Это случилось, когда мы проходили одну из таких луж. Она была неглубокая, я прекрасно видела дно, в прозрачной воде резвились жуки и серебристые пиявки, Артем переключился на пониженную передачу, и… неожиданно вода прыгнула на нас. Она резко вздыбилась, поднялась стеной и с силой ударила в лобовое стекло; мы оказались вдруг в этой воде, и тут же машину подкинуло, точно под днищем взорвалась пневматическая граната. Я не успела ухватиться за рукоять, не успела выставить руки, ударилась головой.
Я легко теряю сознание. У меня тонкая шея и хрупкие позвонки, слабая конституция, отец всегда шутил насчет меня и мамы, что мы отнюдь не русские барышни, нет в нас крепости и силы, воспетой в классике, нет, мы форменные эльфы, с тонкой кожей, большими голубыми глазами, бледные и курносые. Нам пристало играть на лютнях, сидя в длинных изящных энненах возле полукруглых окон, чтобы вился по ставням виноград, чтобы вдали журчал ручей, а на коленях дремал хитромордый горностай; нам не идут путешествия, кожаные макинтоши, ковбойские шляпы, ножи и пистолеты. С пистолетами, кстати, действительно была проблема – я долго не могла их поднять. Я готовилась к путешествию на Сахалин три года и все три года каждое утро начинала с тренировки по стрельбе; в результате этих занятий я научилась стрелять с двух рук.

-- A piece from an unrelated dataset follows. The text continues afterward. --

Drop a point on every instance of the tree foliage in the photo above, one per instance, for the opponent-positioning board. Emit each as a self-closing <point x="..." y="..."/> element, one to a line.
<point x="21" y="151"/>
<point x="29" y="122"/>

Итак, я потеряла сознание. Когда же очнулась, обнаружила себя лежащей на траве; под головой у меня был чехол с палаткой, а в вышине, в далеком синем небе, висели золотистые облака.
– Ну, как? – спросил Артем.
Я села. Переносица болела, на лбу от удара образовалась вполне ощутимая шишка, которая к тому же ныла. Артем тоже пострадал – у него был разбит нос, а на подбородке чернела засохшая кровь. Машина стояла недалеко – левое переднее колесо подмято, рядом лежала запаска, кроме того, оказался смят и бампер.
– Провалились в яму? – поинтересовалась я, когда перед глазами перестали мерцать звездочки.
– Нет. Похоже, толчок. Землетрясение. Тряхануло хорошо, едва на колесах остались.
Артем поглядел в сторону реки.
– В последнее время часто трясет, – сказал он. – Но сегодня сильнее обычного. Я такого не помню. Надо возвращаться.
– Зачем? – не поняла я.
Сильно давило на виски. От этого неплохо помогает корка лимона, но здесь лимон взять негде, пришлось ограничиться массажем.
– Слишком хорошо тряхнуло, – пояснил Артем. – Могли открыться провалы, ехать дальше опасно…
– Так пойдем пешком, – перебила я. – Мы преодолели почти весь остров, тут рукой подать.
– До Белого ручья пятнадцать километров, – напомнил Артем. – И это не по дороге, а по тропам.